For every quality adjusted life year (QALY)[3] saved during the study it cost less than 24,000 Euro (around 39,000 Euro during the start-up phase). The set-up costs were over one million Euro and the running costs once the system was established were around 681,000 Euro.

Dr Cappato said that the study had proved that defibrillators can easily and safely be exclusively operated by lay people. "This is an unprecedented finding and we hope that our study will serve as a benchmark for more systematic approaches in the future."

Operating the defibrillators did not require lots of training only five hours, plus a three hour refresher course every six months. There were no problems or complications involving the operators in around 1,000 interventions.

It was though, he said, too early to expect national healthcare systems to be interested in supporting an ELPIS (Emergency Lay Person-Integrated Service).

"In our study, over three-quarters of the victims whose collapse was witnessed received defibrillation more than eight minutes after cardiac arrest. National standards require 90% of victims to be reached within eight minutes. Even so, it is worth noting that patients who received defibrillation later than the eight-minute threshold, accounted for a third of the those who survived at one year free of any neurological problems."

Dr Cappato said this finding outlined the need both for strenuous resuscitation efforts to be made with current technology even past the eight-minute point and for re-evaluation of early defibrillation programmes.

Dr Antonio Curnis, Chief of Electrophysiology at the Civil Hospital in Brescia and co-author of the study, said: "To make ELPIS widely feasible, we need to prove larger survival rates are achievable.

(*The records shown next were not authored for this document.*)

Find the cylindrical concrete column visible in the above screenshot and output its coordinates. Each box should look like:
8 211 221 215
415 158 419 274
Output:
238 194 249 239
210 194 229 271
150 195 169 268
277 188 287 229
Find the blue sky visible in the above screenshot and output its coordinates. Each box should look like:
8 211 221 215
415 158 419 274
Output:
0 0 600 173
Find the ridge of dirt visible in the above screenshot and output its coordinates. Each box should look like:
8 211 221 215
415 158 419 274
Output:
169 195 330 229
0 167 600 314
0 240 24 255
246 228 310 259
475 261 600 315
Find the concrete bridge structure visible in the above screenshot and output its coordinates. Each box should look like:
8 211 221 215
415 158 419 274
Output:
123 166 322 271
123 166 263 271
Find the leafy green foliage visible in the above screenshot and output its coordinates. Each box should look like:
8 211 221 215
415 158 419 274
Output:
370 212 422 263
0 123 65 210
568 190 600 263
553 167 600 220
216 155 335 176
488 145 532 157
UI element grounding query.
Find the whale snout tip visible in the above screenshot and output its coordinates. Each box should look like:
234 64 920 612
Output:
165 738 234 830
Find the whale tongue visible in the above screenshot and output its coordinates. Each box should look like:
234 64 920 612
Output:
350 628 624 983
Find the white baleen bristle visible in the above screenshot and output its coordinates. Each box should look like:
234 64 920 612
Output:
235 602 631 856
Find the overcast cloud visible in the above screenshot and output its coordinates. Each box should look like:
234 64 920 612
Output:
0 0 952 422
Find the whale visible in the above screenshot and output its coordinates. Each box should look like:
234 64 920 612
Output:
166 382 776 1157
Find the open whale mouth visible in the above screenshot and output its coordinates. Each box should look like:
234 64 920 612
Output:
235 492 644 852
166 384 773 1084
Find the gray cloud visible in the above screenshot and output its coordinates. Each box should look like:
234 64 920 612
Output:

I think it's possible. The key lies in reducing the time between the person's collapse and the arrival of the rescue team. If we can get that down to within eight minutes we could have 15% of CA patients surviving long-term, free of neurological damage. That is a huge number of lives given the incidence of CA in a population.

"It will need better organisation of the logistics and manpower, and co-operation among people with different professional specialties. It's difficult, but it is possible."